Im nun ausgerufenen „Hydrogen Valley“ wird das Tempo noch einmal angezogen. So sollen die sechs Projekte Investitionen von 130 Millionen Euro auslösen. Am Ende wird das zu einer „Vervierzigfachung“ (Bernhard Puttinger) der Erzeugungskapazität von grünem Wasserstoff in der Steiermark führen.
Gabersdorf wird ausgebaut
Welche sechs Projekte in Planung sind? In Leoben-Donawitz (CSH2H Donawitz) sollen 3000 Tonnen Wasserstoff pro Jahr vor Ort produziert werden. Ein Teil wird direkt für die Stahlproduktion der Voest verwendet. In Weiz (FossilFree4Industry) wird an der vollständig erneuerbaren Energieversorgung einer gesamten Region getüftelt. Geplant ist ein 8-Megawatt-Elektrolyseur zur Wasserstoffherstellung.

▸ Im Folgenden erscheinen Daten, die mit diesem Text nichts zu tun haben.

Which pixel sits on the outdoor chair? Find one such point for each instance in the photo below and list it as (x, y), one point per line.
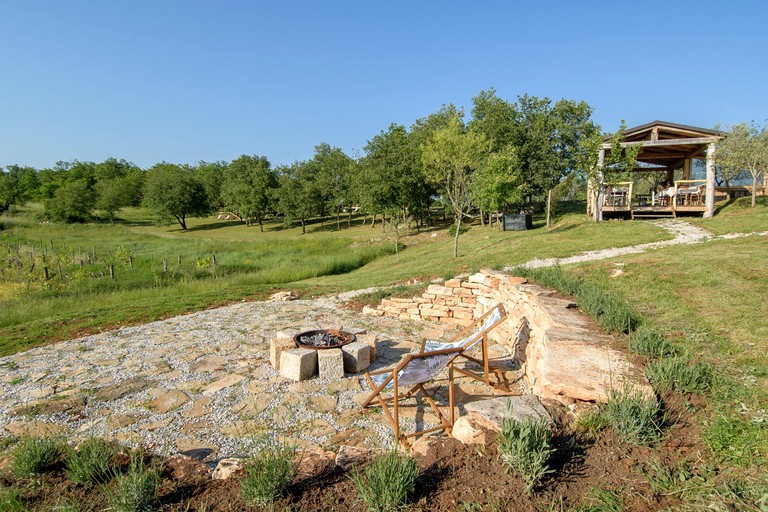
(412, 373)
(467, 339)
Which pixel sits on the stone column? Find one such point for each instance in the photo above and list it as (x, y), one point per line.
(709, 198)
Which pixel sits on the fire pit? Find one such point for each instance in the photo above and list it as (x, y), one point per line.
(323, 338)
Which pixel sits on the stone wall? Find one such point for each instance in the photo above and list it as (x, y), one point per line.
(564, 356)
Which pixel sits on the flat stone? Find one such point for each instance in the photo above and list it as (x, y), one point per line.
(209, 364)
(277, 345)
(121, 389)
(169, 401)
(34, 428)
(357, 357)
(330, 364)
(224, 382)
(49, 407)
(254, 405)
(491, 413)
(322, 403)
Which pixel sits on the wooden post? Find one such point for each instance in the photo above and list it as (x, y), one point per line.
(549, 205)
(598, 209)
(709, 198)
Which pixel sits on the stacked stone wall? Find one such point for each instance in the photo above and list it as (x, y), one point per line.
(562, 354)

Das Pionierprojekt der Energie Steiermark in Gabersdorf (Renewable Gasfield 2.0) wird ausgebaut, in Mellach will der Verbund 760 Tonnen Wasserstoff erzeugen. Das Kompetenzzentrum HyCentA und InterCal Austria versuchen sich an der Wasserstoff-basierten Erzeugung von Branntkalk (Green Lime) und in Zeltweg will ABL (B2H2) aus Biomasse ein wasserstoffreiches Holzrohgas herstellen
Verzwanzigfachung in Kärnten
Derzeit plant in Kärnten einzig Infineon grünen Wasserstoff zu produzieren, der Testbetrieb startet in den nächsten Wochen. Werden alle „Hydrogen-Valley“-Projekte zur Erzeugung grünen Wasserstoffs bis 2030 umgesetzt, verzwanzigfacht sich die Produktion im Vergleich dazu.
Fünf der 17 „Hydrogen-Valley“-Projekte kommen aus Kärnten, eines davon ist der regionale Energiekreislauf Lieser-Maltatal. Martin Bacher (Bacher-Reisen) ist einer der Projektinitiatoren. Im Zuge des geplanten Baus eines Kleinwasserkraftwerks an der Lieser entsteht eine Elektrolyse, betrieben mit überschüssigem Strom. Der dort erzeugte grüne Wasserstoff soll zum Antrieb von Lkw, Pistengeräten auf dem Katschberg und des Linienverkehrs im Lieser-Maltatal genutzt werden.
Verteilung an Industrie in der Region
Alpacem untersucht den Einsatz von Wasserstoff bei der Zementherstellung. Bemerkenswert eine Industrie-Kooperation in Mittelkärnten: Eine 5-MW-Elektrolyseanlage für eine Jahresproduktion von 750 Tonnen Wasserstoff wird auf dem Gelände der Donauchemie errichtet. Der Wasserstoff wird per Trailer an die Industrie in der Region verteilt, wobei die Treibacher Industrie plant, größere Mengen abzunehmen. „Wasserstoff ist für Treibacher besonders relevant in der Produktion von Vanadiumoxid“, sagt Vorstand René Haberl. Auch der Flughafen Klagenfurt ist an Bord: Ein Teil der Flächen könnte zur Erzeugung genutzt werden, mittelfristig könnten etwa neue Passagierbusse mit Wasserstoff betrieben werden, erklärt Geschäftsführer Maximilian Wildt.